Victory Day (9 May)
Victory Day is a holiday that commemorates the surrender of Nazi Germany in 1945. It was first inaugurated in the 16 republics of the Soviet Union, following the signing of the German Instrument of Surrender late in the evening on 8 May 1945 (after midnight, thus on 9 May Moscow Time). The Soviet government announced the victory early on 9 May after the signing ceremony in Berlin. Though the official inauguration occurred in 1945 the holiday became a non-labour day only in 1965 and only in certain Soviet republics.
Victory Day celebrations in Moscow, 9 May 2005
In East Germany, 8 May was observed as "Liberation Day" from 1950 to 1966, and was celebrated again on the 40th anniversary in 1985. In 1975, a Soviet-style "Victory Day" was celebrated on 9 May. Since 2002, the German state of Mecklenburg-Vorpommern has observed a commemoration day known as the "Day of Liberation from National Socialism, and the End of the Second World War".
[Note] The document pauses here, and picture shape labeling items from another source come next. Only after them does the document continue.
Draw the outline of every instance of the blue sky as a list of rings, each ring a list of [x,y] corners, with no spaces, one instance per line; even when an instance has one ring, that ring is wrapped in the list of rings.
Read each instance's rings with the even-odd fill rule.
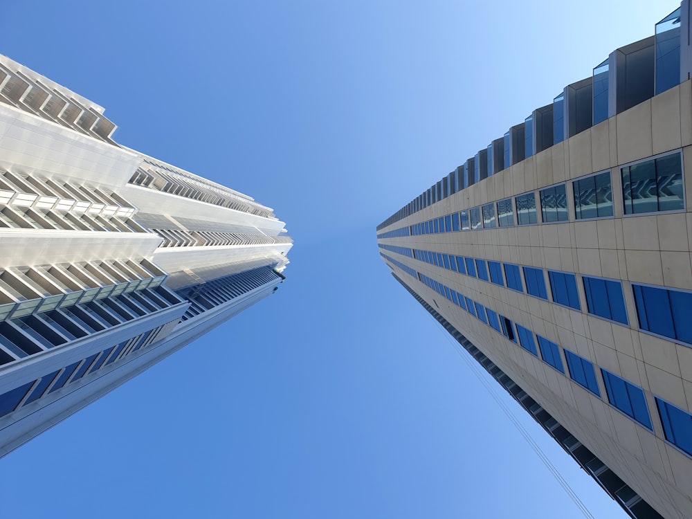
[[[1,515],[583,517],[375,226],[677,5],[3,2],[0,53],[295,245],[276,293],[0,461]],[[513,408],[594,516],[625,517]]]

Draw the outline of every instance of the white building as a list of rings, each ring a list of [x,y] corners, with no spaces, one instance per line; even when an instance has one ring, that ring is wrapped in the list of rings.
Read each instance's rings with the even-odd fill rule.
[[[292,241],[4,56],[0,101],[2,456],[271,294]]]
[[[684,0],[377,228],[395,277],[639,519],[692,517],[690,29]]]

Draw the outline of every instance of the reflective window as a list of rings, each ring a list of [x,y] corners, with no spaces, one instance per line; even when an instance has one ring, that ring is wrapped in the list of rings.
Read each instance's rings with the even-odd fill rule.
[[[565,93],[553,100],[553,143],[565,140]]]
[[[504,277],[507,280],[507,287],[520,292],[524,291],[524,285],[521,282],[521,274],[519,267],[511,263],[504,264]]]
[[[575,310],[581,310],[579,293],[576,289],[576,277],[574,274],[565,272],[548,271],[550,290],[553,293],[553,301]]]
[[[593,363],[568,349],[565,350],[565,358],[567,360],[570,378],[600,398],[601,391],[599,390],[599,383],[596,380],[596,371],[594,370]]]
[[[483,206],[483,227],[492,229],[495,227],[495,204],[486,203]]]
[[[540,212],[543,223],[567,221],[567,191],[565,184],[540,190]]]
[[[504,286],[502,280],[502,266],[500,262],[488,262],[488,269],[490,271],[490,281],[500,286]]]
[[[545,337],[537,335],[538,338],[538,348],[540,349],[540,356],[543,362],[548,364],[561,373],[565,372],[563,367],[562,358],[560,357],[560,348],[555,343],[548,340]]]
[[[468,211],[459,211],[459,218],[461,221],[462,230],[468,230],[471,228],[471,224],[468,221]]]
[[[502,333],[500,329],[500,322],[498,320],[498,313],[494,310],[489,308],[485,309],[486,313],[488,314],[488,324],[498,334]]]
[[[656,24],[656,93],[680,82],[680,8]]]
[[[692,344],[692,293],[632,284],[641,329]]]
[[[527,193],[515,197],[517,204],[517,223],[520,226],[536,224],[536,195]]]
[[[646,428],[651,429],[651,418],[644,390],[603,368],[601,373],[606,383],[608,401]]]
[[[35,381],[32,381],[24,385],[0,394],[0,417],[9,415],[19,405],[27,392],[31,389]]]
[[[455,212],[452,214],[452,230],[456,231],[459,230],[460,228],[459,226],[459,213]]]
[[[692,415],[658,397],[656,406],[666,439],[692,456]]]
[[[612,216],[612,185],[606,171],[572,183],[576,219]]]
[[[490,281],[488,277],[488,268],[486,266],[485,260],[476,260],[476,271],[478,273],[478,279],[483,281]]]
[[[475,207],[471,209],[469,212],[471,220],[471,229],[473,230],[477,230],[478,229],[482,228],[482,221],[480,219],[480,208]]]
[[[475,277],[475,265],[473,263],[473,258],[465,257],[464,260],[466,264],[466,274]]]
[[[612,280],[582,276],[589,313],[604,319],[628,323],[622,283]]]
[[[621,168],[625,214],[684,209],[682,161],[677,152]]]
[[[594,69],[594,125],[608,119],[608,59]]]
[[[517,335],[519,336],[519,345],[536,356],[538,356],[538,351],[536,349],[536,341],[534,340],[534,334],[528,328],[525,328],[519,324],[517,324],[516,327]]]
[[[498,225],[500,227],[511,227],[514,225],[514,210],[512,209],[511,198],[498,202]]]
[[[543,277],[543,269],[525,266],[524,279],[526,280],[527,293],[541,299],[548,298],[548,293],[545,289],[545,278]]]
Victory Monument in Netanya, Israel
In Israel, Victory Day on the 9th of May has historically been celebrated as an unofficial national remembrance day. However, in 2017, Victory in Europe Day (Israel) was upgraded to the status of an official national holiday day of commemoration by the Knesset, with schools and businesses operating as usual As a result of immigration of many Red Army veterans, Israel now hosts the largest and most extensive Victory Day celebrations outside the former Soviet Union. Traditions and customs of Victory Day are the same as in Russia, with marches of Immortal Regiments held in cities with large populations of Red Army veterans and their descendants.